Susannah stopped staring after the car and turned to Jenny, frowning, trying to sort her thoughts and figure what should be done.
“It’s no bagpipe I ever heard,” she said finally. “Bagpipes make tunes. This is only making one note.”
“Maybe he can’t play,” Jenny said. She was only twelve then, a thin, nervous little girl, and she was shivering and seemed to be trying desperately to get a grasp on herself. “I’m sure that’s it,” she said. “He’ll practice this note for a while and then go to the next, and then go—”
“Not in our yard he won’t,” Susannah said. “Run around the back and stop him, Ben Joe.”

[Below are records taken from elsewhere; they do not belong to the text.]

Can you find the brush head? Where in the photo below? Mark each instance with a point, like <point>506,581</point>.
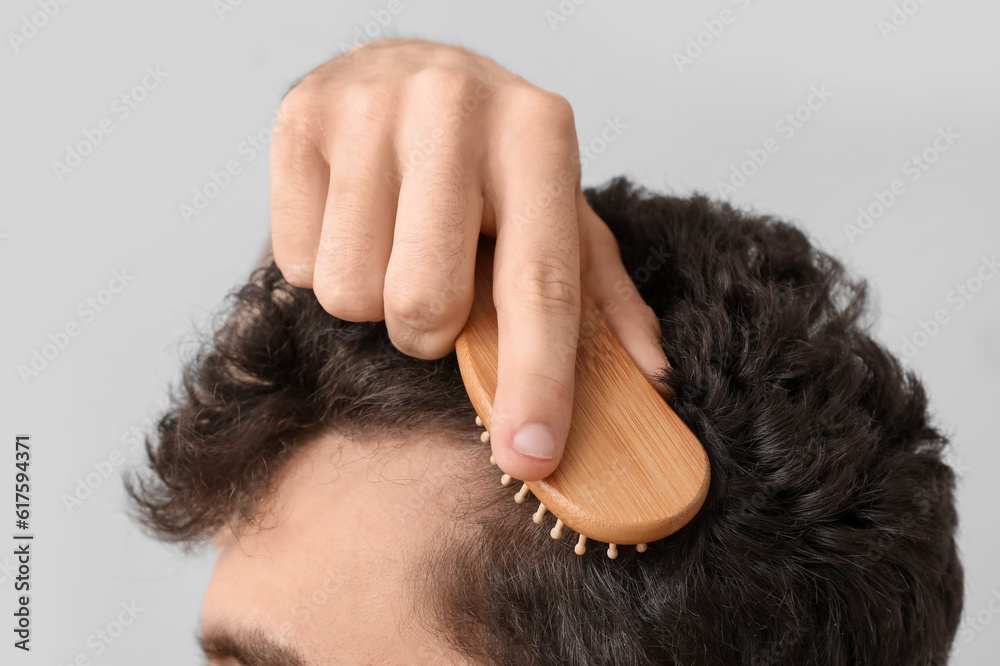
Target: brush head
<point>632,472</point>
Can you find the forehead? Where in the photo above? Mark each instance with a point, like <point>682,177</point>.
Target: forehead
<point>332,567</point>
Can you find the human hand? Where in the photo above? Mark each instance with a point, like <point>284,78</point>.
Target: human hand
<point>386,164</point>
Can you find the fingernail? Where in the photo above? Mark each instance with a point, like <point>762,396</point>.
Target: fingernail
<point>536,441</point>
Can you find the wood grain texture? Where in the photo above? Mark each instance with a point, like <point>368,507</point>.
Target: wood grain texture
<point>632,471</point>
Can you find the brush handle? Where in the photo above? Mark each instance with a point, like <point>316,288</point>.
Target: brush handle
<point>632,471</point>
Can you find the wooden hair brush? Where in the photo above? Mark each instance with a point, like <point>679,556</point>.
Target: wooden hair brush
<point>632,472</point>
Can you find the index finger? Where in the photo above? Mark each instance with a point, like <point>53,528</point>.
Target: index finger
<point>536,290</point>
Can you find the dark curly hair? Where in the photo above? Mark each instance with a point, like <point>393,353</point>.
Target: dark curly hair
<point>827,536</point>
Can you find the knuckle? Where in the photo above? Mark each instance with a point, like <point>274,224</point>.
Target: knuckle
<point>344,301</point>
<point>550,386</point>
<point>539,106</point>
<point>300,120</point>
<point>546,282</point>
<point>296,273</point>
<point>444,84</point>
<point>418,308</point>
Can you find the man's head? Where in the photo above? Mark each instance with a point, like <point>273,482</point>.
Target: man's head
<point>357,518</point>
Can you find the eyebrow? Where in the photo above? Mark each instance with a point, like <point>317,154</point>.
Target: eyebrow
<point>250,647</point>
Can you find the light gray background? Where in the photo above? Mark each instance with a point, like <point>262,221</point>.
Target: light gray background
<point>61,241</point>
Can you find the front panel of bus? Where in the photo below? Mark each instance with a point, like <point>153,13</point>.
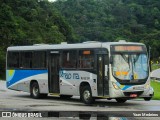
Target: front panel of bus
<point>130,71</point>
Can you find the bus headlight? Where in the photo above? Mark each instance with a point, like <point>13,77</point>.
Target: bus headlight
<point>115,86</point>
<point>147,85</point>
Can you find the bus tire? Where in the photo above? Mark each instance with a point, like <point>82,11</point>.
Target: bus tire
<point>147,98</point>
<point>35,91</point>
<point>65,96</point>
<point>120,100</point>
<point>86,95</point>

But there was no need to; the soldier had come around the front again. Apparently he liked having an audience. He emerged from the side of the house at a scurrying little run, with his short legs pumping as fast as they could go, and then as soon as he came into the light from the front porch he slowed to a leisurely stroll in order to parade before them for as long as possible. His chest heaved up and down from the running he had done, and the horrible wailing sound was jerky and breathless now.
“Um …” Ben Joe said. He stepped down from the porch and the little soldier stopped. “You think you could do that somewhere else?”
The soldier grinned. He had a small, bony face, with the skin stretched tight and shining across it when he smiled. “No sir,” he said. “No sir. Man said no.”